Europa - Die britische Presse sorgt sich um die Ausrichtung des Eurovision Song Contests 2017, es geht, wie so oft, ums Geld. Der Telegraph meldet in seiner Online-Ausgabe, dass Russland bereits in den Startlöchern steht, den Wettbewerb zu übernehmen, sollte die Ukraine dazu nicht in der Lage sein. Diese Blöße wird sich die Ukraine allerdings kaum geben.
Als Jamala im Mai den Song Contest gewann warfen viele Seiten der Ukraine einen politischen Sieg vor, die Thematik des Siegertitels "1944" war so sensibel und aktuell, dass man behauptete, die Juroren und Zuschauer hätten aus politischem Kalkül entschieden, um Russland für seine Politik eins auszuwischen. Dies ist nicht belegbar, kann aber auch nicht ausgeschlossen werden. Der Eurovision Song Contest war immer ein Stimmungsrohr für europäische Politik, auch wenn die EBU gebetsmühlenartig erklärt, der Wettbewerb sei vollkommen unpolitisch.

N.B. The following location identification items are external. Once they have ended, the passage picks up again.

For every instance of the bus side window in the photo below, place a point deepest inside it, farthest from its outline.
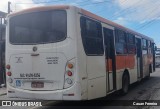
(144, 42)
(120, 38)
(91, 32)
(131, 48)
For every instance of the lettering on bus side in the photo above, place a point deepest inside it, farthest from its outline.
(52, 60)
(30, 75)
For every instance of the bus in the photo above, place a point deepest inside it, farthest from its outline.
(64, 52)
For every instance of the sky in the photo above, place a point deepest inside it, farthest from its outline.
(142, 16)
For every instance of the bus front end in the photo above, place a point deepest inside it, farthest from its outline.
(41, 54)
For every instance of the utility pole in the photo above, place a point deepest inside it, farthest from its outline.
(9, 7)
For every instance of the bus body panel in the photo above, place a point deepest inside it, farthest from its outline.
(49, 64)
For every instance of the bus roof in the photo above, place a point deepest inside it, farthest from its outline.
(40, 8)
(84, 12)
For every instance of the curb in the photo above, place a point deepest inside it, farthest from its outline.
(48, 103)
(3, 94)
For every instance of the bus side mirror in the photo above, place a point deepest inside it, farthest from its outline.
(155, 48)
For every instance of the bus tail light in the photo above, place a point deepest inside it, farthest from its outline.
(9, 73)
(70, 65)
(10, 80)
(8, 66)
(69, 73)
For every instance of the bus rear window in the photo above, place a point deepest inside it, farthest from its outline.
(38, 27)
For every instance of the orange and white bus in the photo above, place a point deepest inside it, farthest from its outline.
(67, 53)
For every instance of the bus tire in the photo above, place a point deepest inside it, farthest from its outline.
(125, 84)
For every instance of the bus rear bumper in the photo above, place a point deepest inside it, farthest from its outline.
(72, 93)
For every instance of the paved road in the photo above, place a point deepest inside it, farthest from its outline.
(148, 89)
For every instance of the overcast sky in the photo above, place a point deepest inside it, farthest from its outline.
(142, 16)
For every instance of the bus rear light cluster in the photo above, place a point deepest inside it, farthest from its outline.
(8, 66)
(10, 80)
(69, 73)
(9, 73)
(69, 81)
(70, 65)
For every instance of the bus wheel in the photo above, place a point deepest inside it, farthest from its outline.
(125, 84)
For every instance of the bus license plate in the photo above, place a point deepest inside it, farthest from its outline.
(37, 84)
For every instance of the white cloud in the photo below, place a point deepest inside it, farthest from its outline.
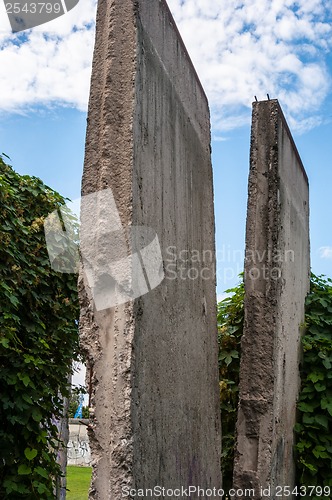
(325, 252)
(240, 48)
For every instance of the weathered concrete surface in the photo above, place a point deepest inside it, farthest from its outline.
(154, 360)
(276, 283)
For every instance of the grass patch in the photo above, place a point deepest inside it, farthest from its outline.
(78, 482)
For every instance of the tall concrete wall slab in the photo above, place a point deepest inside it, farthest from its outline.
(153, 360)
(276, 283)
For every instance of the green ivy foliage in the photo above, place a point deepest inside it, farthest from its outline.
(313, 449)
(38, 339)
(314, 423)
(230, 329)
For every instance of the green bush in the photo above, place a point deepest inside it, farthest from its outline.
(230, 329)
(38, 339)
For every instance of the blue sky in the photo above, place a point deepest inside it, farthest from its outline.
(240, 49)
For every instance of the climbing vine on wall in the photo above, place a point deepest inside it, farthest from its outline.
(313, 449)
(38, 339)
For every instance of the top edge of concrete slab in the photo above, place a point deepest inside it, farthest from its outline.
(282, 116)
(176, 29)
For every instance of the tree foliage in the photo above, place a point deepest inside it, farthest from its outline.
(230, 329)
(38, 339)
(314, 423)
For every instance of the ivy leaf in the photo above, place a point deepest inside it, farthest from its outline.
(24, 470)
(322, 420)
(306, 407)
(30, 453)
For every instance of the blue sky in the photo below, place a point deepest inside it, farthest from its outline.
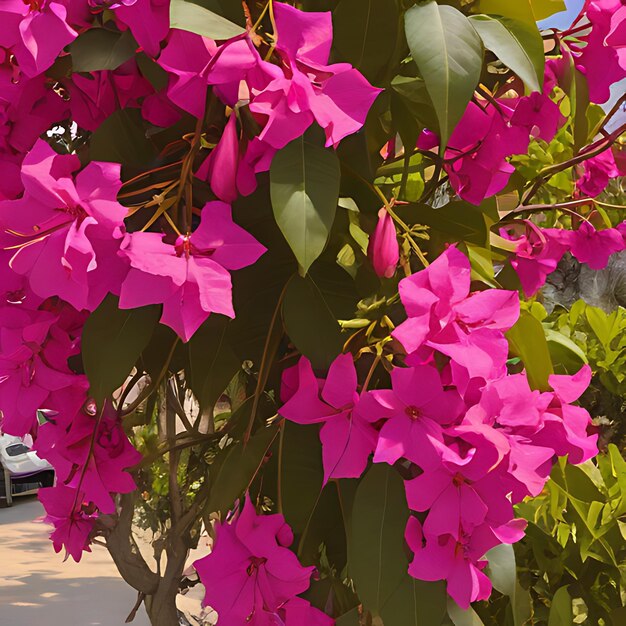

Jamala brachte den ESC zurück in die Ukraine |
Das Parlament der Ukraine bewilligte das Senderbudget für das kommende Jahr, NTU müsse den Song Contest aber ebenso mit diesen Geldern finanzieren. Aufgrund dessen zog Alasania die Reißleine und verabschiedete sich aus der Senderspitze. Die Europäische Rundfunkunion wird in der kommenden Woche nach Kiew reisen und sich von den Fortschritten der Planungen überzeugen. Danach wird feststehen, ob die EBU am Sieger von 2016 festhält oder doch einen Plan B aus der Tasche zaubern wird.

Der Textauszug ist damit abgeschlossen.